Type: Package
Title: Data-Driven qRT-PCR Normalization Using NORMAgene
Version: 0.1.1
Description: Enables correction for technical variance in raw quantitative reverse transcription polymerase chain reaction (qRT-PCR) data using the least squares-based NORMAgene data-driven normalization algorithm originally described by Heckmann et al. (2011) <doi:10.1186/1471-2105-12-250>. Performs normalization of raw crossing threshold values (CT) and also calculates relative variability metrics that can be used to assess the impact of normalization on variance.
License: GPL-3
Encoding: UTF-8
LazyData: true
RoxygenNote: 7.3.3
Suggests: testthat (≥ 3.0.0)
Author: Grant C. O'Connell ORCID iD [aut, cre]
Maintainer: Grant C. O'Connell <goconnell.phd@gmail.com>
Repository: CRAN
Depends: R (≥ 3.5)
Config/testthat/edition: 3
NeedsCompilation: no
Packaged: 2026-02-22 15:31:06 UTC; gco6
Date/Publication: 2026-02-28 20:40:13 UTC

Data-Driven qRT-PCR Normalization Using NORMAgene

Description

The 'NORMAgene' package enables normalization of raw quantitative reverse transcription polymerase chain reaction (qRT-PCR) crossing threshold (CT) values using the NORMAgene data-driven normalization algorithm originally described by Heckmann et al. (2011). The NORMAgene algorithm uses within experimental condition least squares fits to estimate per-replicate technical variance and generate corresponding scaling factors that are ultimately applied for normalization. Normalization is reference gene agnostic, and can be carried out on data from as few as five target genes.

Details

The primary user-facing function is norma_gene(), which is suitable for most standalone single experiment normalization workflows. norma_gene() applies the NORMAgene normalization algorithm to raw CT values provided via an input data frame appended with requisite experimental metadata. In addition to generating normalized CT values, the ratio of standard deviations-based relative variability metric originally described by Heckmann et al. (2011) is also calculated, both within target genes and experimental conditions, which users can employ to evaluate the effect of normalization on CT variability. This metric represents the proportional change in CT-value standard deviation pre to post normalization, with values of less than one indicating a reduction in variance as a result of normalization, and values of greater than one indicating an increase in variance as a result of normalization. The scaling factors applied for normalization can be accessed using correction_factors(), while relative variability metrics can be accessed using relative_variability().

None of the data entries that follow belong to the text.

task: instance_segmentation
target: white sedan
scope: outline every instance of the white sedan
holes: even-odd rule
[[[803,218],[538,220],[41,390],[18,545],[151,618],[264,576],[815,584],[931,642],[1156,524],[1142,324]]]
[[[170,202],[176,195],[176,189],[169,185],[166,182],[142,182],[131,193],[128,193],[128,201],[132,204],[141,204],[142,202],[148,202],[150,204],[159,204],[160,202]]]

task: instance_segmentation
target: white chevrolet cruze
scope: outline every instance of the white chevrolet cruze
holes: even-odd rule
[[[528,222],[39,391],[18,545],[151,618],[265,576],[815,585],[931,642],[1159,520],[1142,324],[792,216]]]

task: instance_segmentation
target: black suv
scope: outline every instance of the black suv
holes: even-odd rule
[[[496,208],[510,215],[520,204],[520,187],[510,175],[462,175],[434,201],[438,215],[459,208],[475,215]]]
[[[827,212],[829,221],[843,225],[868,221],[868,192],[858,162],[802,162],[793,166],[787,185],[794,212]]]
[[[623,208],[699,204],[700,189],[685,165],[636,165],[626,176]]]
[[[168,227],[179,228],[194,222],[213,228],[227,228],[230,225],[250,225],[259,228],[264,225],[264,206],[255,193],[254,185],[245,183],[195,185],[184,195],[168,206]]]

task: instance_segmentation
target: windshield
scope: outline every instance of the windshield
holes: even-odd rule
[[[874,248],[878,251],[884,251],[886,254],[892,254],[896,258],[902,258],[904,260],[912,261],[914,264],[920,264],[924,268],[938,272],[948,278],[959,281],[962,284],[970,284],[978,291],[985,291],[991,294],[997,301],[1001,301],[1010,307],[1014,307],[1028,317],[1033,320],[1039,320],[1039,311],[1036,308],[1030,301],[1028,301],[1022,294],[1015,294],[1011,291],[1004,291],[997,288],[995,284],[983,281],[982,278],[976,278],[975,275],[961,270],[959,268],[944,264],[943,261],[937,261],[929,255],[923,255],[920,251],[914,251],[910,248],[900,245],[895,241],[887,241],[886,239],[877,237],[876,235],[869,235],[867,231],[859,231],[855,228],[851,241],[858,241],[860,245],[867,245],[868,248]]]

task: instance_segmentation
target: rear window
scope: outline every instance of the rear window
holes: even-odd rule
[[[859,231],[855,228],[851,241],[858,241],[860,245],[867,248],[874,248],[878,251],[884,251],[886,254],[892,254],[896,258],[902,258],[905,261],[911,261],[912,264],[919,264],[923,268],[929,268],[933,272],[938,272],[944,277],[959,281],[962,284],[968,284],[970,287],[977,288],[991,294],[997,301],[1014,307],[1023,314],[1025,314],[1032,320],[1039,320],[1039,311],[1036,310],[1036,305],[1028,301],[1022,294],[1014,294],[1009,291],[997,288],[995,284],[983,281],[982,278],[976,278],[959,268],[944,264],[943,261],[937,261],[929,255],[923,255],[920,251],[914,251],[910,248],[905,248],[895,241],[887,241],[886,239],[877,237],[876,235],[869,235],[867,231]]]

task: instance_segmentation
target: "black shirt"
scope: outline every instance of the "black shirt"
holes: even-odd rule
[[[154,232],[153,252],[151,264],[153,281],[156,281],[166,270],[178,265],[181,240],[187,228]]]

Note: norma_gene_core() provides matrix-based execution of the NORMAgene algorithm and is internally called by norma_gene(). While use of norma_gene() is recommended in a majority of situations, directly calling norma_gene_core() may afford advanced users a lightweight option for cleaner integration into larger post-analytical pipelines. norma_gene_core() is not exported and can only be called using the internal namespace operator.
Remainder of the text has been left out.